Sentimen
Informasi Tambahan
Kab/Kota: bandung, Ngawi, Yogyakarta
Tokoh Terkait
Pendidikan sebagai Usaha Kebudayaan
Espos.id
Jenis Media: Kolom

Ki Hajar Dewantara kita kenal sebagai pejuang kemerdekaan sekaligus Bapak Pendidikan Nasional. Sejauh ini acara apa pun yang terkait dengan Ki Hajar Dewantara makin minim dengan permenungan.

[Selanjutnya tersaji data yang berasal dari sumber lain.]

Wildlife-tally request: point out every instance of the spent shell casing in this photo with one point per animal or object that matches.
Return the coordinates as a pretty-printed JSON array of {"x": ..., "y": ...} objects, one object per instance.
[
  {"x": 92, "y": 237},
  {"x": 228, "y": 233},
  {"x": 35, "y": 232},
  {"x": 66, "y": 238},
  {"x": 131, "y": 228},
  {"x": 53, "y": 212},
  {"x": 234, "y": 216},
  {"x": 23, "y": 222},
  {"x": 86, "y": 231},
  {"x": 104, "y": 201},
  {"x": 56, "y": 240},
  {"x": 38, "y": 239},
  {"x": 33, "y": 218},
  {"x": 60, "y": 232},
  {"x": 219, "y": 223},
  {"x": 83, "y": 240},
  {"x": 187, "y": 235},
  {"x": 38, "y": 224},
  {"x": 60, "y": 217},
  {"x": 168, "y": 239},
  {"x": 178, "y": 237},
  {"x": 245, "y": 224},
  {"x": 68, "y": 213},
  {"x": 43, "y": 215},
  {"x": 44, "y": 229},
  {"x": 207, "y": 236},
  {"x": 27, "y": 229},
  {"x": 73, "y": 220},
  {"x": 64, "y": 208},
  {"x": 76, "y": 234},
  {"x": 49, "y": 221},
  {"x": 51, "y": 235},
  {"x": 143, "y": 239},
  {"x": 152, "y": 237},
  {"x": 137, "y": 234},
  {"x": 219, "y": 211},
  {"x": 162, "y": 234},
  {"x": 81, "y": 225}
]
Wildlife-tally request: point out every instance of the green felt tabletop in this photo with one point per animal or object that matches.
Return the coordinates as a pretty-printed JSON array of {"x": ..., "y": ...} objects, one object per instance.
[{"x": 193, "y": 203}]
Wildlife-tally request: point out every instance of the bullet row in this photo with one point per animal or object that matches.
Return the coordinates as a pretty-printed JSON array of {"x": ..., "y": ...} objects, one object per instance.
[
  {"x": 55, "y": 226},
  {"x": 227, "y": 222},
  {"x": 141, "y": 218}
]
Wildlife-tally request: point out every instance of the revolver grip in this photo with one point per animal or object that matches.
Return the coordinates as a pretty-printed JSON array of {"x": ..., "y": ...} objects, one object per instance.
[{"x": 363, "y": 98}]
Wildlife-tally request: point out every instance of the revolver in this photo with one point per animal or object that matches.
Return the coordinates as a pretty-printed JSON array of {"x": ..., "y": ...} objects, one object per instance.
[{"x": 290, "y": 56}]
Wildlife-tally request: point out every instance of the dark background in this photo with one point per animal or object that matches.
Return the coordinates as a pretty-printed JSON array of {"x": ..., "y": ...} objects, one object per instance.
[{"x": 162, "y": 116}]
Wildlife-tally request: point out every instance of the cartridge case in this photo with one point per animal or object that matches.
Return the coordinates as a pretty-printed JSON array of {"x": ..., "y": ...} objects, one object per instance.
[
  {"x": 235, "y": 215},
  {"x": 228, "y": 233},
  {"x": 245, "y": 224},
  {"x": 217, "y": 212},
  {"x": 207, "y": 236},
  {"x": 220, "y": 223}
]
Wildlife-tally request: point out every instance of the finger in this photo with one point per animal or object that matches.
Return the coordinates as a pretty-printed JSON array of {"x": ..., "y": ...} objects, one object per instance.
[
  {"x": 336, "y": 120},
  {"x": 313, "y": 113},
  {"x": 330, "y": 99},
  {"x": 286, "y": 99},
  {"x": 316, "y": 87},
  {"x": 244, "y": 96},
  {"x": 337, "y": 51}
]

Semangat menggali dan mengaktualisasikan ajaran-ajaran dan filosofi pendidikan Ki Hajar Dewantara makin sepi. Darsiti Suratman dalam Ki Hajar Dewantara yang diterbitkan Departemen Pendidikan dan Kebudayaan (1989) menjelaskan Ki Hajar Dewantara yang bernama kecil Raden Mas Soewardi Soerjaningrat menjalani pendidikan dasar di sekolah dasar Belanda (Europeesche Lagere School).
Setamat pada 1904, ia melanjutkan pendidikan di Sekolah Guru (Kweekschool) di Yogyakarta. Tak lama kemudian ia masuk Sekolah Dokter Jawa STOVIA (School tot Opleiding van Indische Artsen) tetapi tidak tamat karena sakit selama empat bulan dan aktivisme pergerakan.
Sekeluar dari STOVIA, R.M. Soewardi Soerjaningrat hijrah ke Bandung untuk mengembangkan karier jurnalistik. Ia pernah bekerja di berbagai kantor surat kabar kala itu, yakni Sedyotomo, Midden Java, De Express, Oetoesan Hindia, Kaoem Moeda, Tjahaja Timoer, dan Poesana.
Ia dan kawan-kawannya juga menerbitkan koran Goentoer Bergerak dan Hindia Bergerak. R.M. Soewardi Soerjaningrat juga aktif dalam pergerakan nasional. Ia bersama dr. Cipto Mangunkusumo, dan Douwes Dekker mendirikan Indische Partij (IP) pada 25 Desember 1912.
Tiga Serangkai tersebut mendesain IP sebagai gerakan politik yang memperjuangkan kemerdekaan bumiputra berlandaskan prinsip nasionalisme. IP dibubarkan pemerintah kolonial Belanda.
R.M. Soewardi Soerjaningrat kemudian membentuk Komite Bumi Putra pada November 1913 untuk melancarkan kritik terhadap rencana perayaan seratus tahun kemerdekaan Belanda di Indonesia yang menarik sumbangan (uang) dari kaum bumiputra.
Kritik R.M. Soewardi Soerjaningrat dilancarkan melalui tulisan berjudul Satu untuk Semua, tetapi Semua untuk Satu Juga (Een voor Allen maar Ook Allen voor Een) dan Seandainya Aku Seorang Belanda (Als Ik Eens Nederlander Was).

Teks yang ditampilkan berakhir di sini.